つまり、一部で悪い運用があると、ドメイン全体の評価に影響することになります。
また、Googleでは評価データを日ごとに表示していますが、実際の評価は過去の一定期間(数週間〜数か月)にわたる送信履歴をもとに計算されています。そのため、今の評価には過去のメール配信の結果がまだ反映されており、改善を始めてもすぐには変化が現れません。
このような設計により、評価が急に大きく上下しないように安定性が保たれている一方で、運用を見直しても、その効果が数字に現れるまで時間がかかるという点に注意が必要です。
なお、Google Workspaceの受信アドレス(@primoposto.co.jpなど)に送信されたメールについては、Postmaster Toolsでは評価されません。Gmail(@gmail.com)宛ての送信が評価対象となります。
最後に
Google Postmaster Toolsを導入したら、最初に確認すべきは「ドメイン評価」です。メールが「届いている」ように見えても、高評価以外は迷惑メールフォルダに振り分けられ、実際には読まれていないケースが多数存在します。

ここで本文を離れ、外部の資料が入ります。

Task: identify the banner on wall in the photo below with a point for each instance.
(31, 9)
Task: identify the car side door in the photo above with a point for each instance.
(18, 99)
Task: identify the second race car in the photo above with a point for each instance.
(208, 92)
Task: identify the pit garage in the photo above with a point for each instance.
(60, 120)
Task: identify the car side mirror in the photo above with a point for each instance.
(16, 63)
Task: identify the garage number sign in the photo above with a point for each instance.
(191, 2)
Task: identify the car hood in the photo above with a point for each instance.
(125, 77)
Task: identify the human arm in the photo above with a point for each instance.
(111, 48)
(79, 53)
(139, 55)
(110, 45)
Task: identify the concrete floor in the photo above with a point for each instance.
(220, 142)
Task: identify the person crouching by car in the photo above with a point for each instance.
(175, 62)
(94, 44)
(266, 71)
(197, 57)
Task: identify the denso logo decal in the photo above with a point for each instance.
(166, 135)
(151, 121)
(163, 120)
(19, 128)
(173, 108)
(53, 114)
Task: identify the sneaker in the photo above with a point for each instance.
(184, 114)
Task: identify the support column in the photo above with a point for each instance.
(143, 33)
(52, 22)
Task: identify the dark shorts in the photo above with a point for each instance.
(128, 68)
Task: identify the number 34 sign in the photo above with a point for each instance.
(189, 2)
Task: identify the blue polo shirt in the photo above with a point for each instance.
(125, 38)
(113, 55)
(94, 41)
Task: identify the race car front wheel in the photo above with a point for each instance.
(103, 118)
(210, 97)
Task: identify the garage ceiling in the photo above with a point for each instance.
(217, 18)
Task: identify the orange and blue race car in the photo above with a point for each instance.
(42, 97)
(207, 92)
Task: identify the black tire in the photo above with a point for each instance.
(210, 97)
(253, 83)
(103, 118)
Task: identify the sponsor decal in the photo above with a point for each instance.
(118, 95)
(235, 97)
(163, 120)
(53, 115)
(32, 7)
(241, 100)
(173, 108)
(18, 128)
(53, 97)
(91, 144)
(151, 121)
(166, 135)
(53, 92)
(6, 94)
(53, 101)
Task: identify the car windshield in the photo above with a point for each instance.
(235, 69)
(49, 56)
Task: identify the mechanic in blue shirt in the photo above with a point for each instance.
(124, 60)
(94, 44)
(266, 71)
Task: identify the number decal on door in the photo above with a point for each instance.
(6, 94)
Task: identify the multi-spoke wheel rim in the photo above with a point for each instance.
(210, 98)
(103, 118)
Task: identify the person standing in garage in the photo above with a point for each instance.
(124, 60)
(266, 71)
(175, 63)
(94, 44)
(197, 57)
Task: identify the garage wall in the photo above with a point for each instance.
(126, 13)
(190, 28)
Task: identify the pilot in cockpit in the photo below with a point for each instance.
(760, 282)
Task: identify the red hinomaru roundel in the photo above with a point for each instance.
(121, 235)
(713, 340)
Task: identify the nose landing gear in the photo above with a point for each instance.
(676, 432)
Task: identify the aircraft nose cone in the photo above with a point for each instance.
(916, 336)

特に中評価では開封率がわずか20%前後まで落ち込み、高評価と比較して約45%も見られる可能性が低くなるという調査結果もあります。つまり、評価が1ランク下がるだけで、ビジネスチャンスを半分近く失っているかもしれないのです。
しかも、ドメイン評価は過去の送信履歴に基づいているため、改善対策を開始してもすぐには反映されません。ドメイン評価の回復には数週間から数か月かかることもあります。
「届いているつもり」のまま放置せず、今の評価を把握し、必要な対策を始めることが最優先です。誰かがやるのではなく、組織のために主体性をもってぜひお取組ください。

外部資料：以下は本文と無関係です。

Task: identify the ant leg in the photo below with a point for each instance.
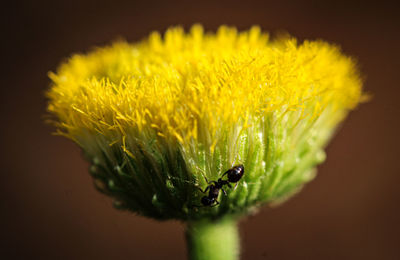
(224, 192)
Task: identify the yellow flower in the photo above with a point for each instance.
(156, 116)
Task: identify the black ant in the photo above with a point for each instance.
(234, 175)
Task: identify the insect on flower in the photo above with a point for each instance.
(234, 175)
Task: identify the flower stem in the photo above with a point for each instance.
(213, 240)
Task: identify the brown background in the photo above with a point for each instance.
(50, 210)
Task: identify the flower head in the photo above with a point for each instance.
(156, 117)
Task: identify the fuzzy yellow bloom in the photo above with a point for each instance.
(155, 116)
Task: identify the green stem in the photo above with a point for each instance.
(213, 240)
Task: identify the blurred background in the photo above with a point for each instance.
(50, 209)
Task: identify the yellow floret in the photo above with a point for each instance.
(189, 86)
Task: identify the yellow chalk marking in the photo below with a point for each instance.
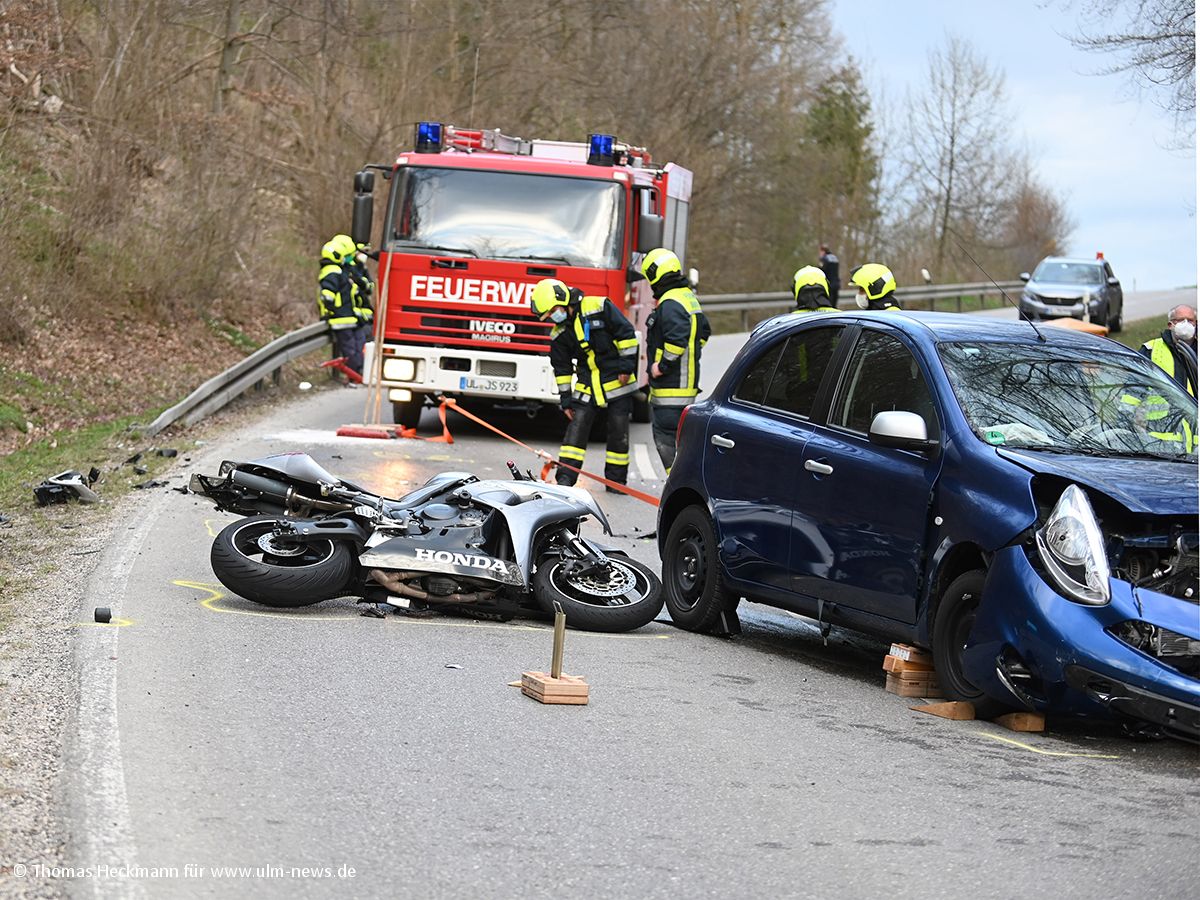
(209, 603)
(1045, 753)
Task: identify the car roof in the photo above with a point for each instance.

当社が提供するドメインウォームアップなどの対策を計画的に実施すれば、評価を着実に「高」へ引き上げることも可能です。
Google Postmaster Toolsは、Gmail宛てのメール配信における唯一の“診断ツール”です。あなたのドメインがGoogleはもちろん、お客さまからどのように見られているか、正しく知ることからすべてが始まります。